Machine Learning Classifiers for Socio-Demographics of Social Media Users: Limitations and Possibilities

Poster Presentation at the APHA 2019 Annual Meeting and Expo


Date
Event
APHA 2019 Annual Meeting and Expo
Location
Philadelphia, PA

Background: Social media analyses of health behaviors, such as vaccination, have shown significant promise for surveillance. However, existing research, both quantitative and qualitiative, suggests that health behaviors varies significantly with socio-demographic factors, particularly race, ethnicity, and gender. Often, these factors are not explicitly disclosed on social media platforms and must instead be inferred, raising the possibility of methodological bias. This session examines existing tools and methodologies used to infer socio-demographics of social media users. Methods: We survey several socio-demographic classifiers that work with Twitter and Reddit data. These classifiers use features including users’ language patterns, follower behaviors, and choice of names. These classifiers predict labels including users’ gender, race and ethnicity, or filter out social media accounts run by organizations.
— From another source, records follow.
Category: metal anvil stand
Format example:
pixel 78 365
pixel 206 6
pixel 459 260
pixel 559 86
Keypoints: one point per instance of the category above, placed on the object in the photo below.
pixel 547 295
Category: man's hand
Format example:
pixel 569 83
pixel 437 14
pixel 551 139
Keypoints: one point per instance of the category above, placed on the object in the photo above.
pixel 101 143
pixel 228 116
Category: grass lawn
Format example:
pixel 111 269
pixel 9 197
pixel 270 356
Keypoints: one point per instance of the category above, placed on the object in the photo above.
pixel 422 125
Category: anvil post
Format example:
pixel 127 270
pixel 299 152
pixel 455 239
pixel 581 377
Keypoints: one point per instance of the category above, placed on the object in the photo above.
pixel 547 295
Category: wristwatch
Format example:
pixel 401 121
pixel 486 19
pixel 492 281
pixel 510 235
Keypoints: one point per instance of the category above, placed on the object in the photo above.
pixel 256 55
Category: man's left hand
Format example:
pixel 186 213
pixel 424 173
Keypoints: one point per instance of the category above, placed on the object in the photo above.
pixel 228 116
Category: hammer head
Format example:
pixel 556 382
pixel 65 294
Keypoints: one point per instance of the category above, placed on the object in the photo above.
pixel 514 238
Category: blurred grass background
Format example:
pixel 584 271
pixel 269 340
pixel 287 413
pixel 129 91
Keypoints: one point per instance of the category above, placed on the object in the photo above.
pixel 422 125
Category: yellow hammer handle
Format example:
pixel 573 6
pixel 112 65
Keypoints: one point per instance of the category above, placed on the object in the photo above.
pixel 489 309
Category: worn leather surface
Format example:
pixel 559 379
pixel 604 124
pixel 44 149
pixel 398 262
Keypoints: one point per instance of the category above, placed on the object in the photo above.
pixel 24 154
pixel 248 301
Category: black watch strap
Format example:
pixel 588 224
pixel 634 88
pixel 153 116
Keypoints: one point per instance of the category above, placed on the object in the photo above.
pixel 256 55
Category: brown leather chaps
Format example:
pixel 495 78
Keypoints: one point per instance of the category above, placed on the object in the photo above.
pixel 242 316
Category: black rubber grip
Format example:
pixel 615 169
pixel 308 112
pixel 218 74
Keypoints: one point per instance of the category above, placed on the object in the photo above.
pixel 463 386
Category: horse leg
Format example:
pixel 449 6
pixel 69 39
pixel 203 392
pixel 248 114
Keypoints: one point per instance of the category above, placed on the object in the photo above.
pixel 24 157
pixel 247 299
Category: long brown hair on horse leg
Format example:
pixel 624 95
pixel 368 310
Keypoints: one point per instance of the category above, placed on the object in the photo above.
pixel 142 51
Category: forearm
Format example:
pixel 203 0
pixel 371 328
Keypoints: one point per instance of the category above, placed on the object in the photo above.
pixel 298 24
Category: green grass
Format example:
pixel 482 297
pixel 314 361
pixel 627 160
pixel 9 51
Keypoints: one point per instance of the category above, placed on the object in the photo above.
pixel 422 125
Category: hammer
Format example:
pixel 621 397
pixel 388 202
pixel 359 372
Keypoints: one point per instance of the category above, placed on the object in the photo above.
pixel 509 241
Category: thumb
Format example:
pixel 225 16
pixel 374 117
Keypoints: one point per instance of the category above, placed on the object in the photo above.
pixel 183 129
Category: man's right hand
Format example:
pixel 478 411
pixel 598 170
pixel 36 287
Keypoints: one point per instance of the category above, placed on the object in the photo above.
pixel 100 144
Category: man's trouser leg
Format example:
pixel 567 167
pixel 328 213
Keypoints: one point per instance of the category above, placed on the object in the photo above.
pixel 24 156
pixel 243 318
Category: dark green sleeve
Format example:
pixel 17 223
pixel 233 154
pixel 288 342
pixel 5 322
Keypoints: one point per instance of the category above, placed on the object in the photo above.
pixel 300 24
Results: We explain how the data for these classifiers is collected, how the classification models are trained, and how they could be applied to public health research. We in particular discuss the limitations that these classifiers have, including possible methodological bias introduced by the challenges of large-scale data collection of social media users’ demographic information.

Discussion: Health behaviors vary with socio-demographic factors, which are challenging to measure on social media platforms. Machine learning classification of socio-demographics is possible, but requires interdisciplinary considerations.